In 2012, the Melis family entered the Guinness World Records for having the highest combined age of any nine living siblings on earth — today more than 825 years. Sustained by good genes, fresh air, healthy food, physical exercise, quick wit and powerful family bonds, the Melises have become elderly symbols of a Mediterranean way of life that is the envy of the world.
But scroll down through the generations and another pattern emerges. Few of the nine Melis siblings have formal education beyond fifth grade. (Claudina and Consolata stopped at the second.) Many of their children have high school or university degrees and are now retired from public or private sector jobs. And their children, the ones born after 1970, generally have university degrees — and are struggling to find work.
With older people in the Mediterranean living longer and longer lives — and with fertility rates low and youth unemployment soaring in Italy, Greece, Spain and Portugal — experts warn that Europe’s debt crisis is exacerbating a growing demographic crisis. In the coming years, they warn, there will be fewer workers paying into the social security system to support the pensions of older generations.
As he stood outside the Church of St. Peter’s after the birthday Mass, wearing a red, green and white tricolor sash, the mayor of Perdasdefogu, Mariano Carta, 44, acknowledged the issue. “Absolutely, we’re in big trouble,” he said. “We may have good air, but without work, we can’t survive.”
High up in the mountains of eastern Sardinia, Perdasdefogu, whose economy revolves around an Italian military base now under scrutiny for possible uranium contamination, has lost 500 inhabitants in the past 20 years, its population dropping to 2,000 people. Today it has two pensioners for every worker, an average age of 47 and an unemployment rate of about 25 percent. “If we go on like this, the system won’t hold up for long,” Mr. Carta said.
Between 2001 and 2011, the number of centenarians in Italy rose 138 percent, and that of nonagenarians, or people in their 90s, rose 78 percent. In 2011, the most recent year in the official statistics, 20 percent of Italians were over the age of 65.
The Melis siblings were all born in Perdasdefogu to Francesco Melis and Eleonora Mameli, who had a general store. Consolata, 105, is the oldest; then Claudina, 100; Maria, 98; Antonino, 94; Concetta, 92; Adolfo, 90; Vitalio, 87; Fida Vitalia, 81; and Mafalda, the baby at 79. Their descendants now account for about a third of the village.
The siblings remember when malaria was rampant in Sardinia before it was eradicated with the help of the United States after the Second World War. They remember the time before Perdasdefogu got electricity in the 1950s, and before it had running water. “We used to have to carry a bucket to the well,” said Claudina, sitting at home among family members a day before her birthday.

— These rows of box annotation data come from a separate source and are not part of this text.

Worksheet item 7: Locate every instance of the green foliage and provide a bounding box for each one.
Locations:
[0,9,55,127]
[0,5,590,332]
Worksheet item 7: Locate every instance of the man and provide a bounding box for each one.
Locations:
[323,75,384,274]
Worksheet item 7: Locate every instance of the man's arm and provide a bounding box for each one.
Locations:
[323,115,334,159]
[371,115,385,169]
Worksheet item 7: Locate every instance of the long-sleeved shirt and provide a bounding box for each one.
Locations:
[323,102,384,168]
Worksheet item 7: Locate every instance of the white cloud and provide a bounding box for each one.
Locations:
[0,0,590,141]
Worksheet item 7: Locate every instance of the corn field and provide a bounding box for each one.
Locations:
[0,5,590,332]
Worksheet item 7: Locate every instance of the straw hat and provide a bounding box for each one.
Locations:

“Young people today don’t know what it is to work,” she said. She meant that they had not known hard physical labor. But the remark could just as easily apply to Italy’s youth unemployment rate, which is 38 percent. Many qualified Italians leave for better jobs abroad in a brain drain that weighs on the country’s mood and economy.
Stefano Lai, 27, one of Claudina’s many grandchildren, grew up in Cagliari, the capital of Sardinia, and is now doing a postdoctoral fellowship in biomedical engineering at the prestigious Scuola Superiore Sant’Anna in Pisa. He would like to stay in Sardinia, or even in Italy, but does not have his hopes up.
“Leaving Sardinia was hard for me,” Mr. Lai said. “To leave Italy would be hard, but maybe it’s inescapable,” he added. “The opportunities are few, at least in my field.”
Standing outside the church after the Mass, Stefano’s parents, Italo Lai, 77, who retired from a job in public health, and Marina Caria, 68, were saddened at the prospect. “It’s a brain drain,” Ms. Caria said. “We hope that maybe they can find something to keep them,” she added, referring to the three-month-old coalition government of Prime Minister Enrico Letta, who has said that tackling youth unemployment is a priority.
“Living your life near the ones you love is priceless compared to having to leave, even for work,” Stefano Lai said. His cousin Alberto, 19, who lives in Perdasdefogu, agreed.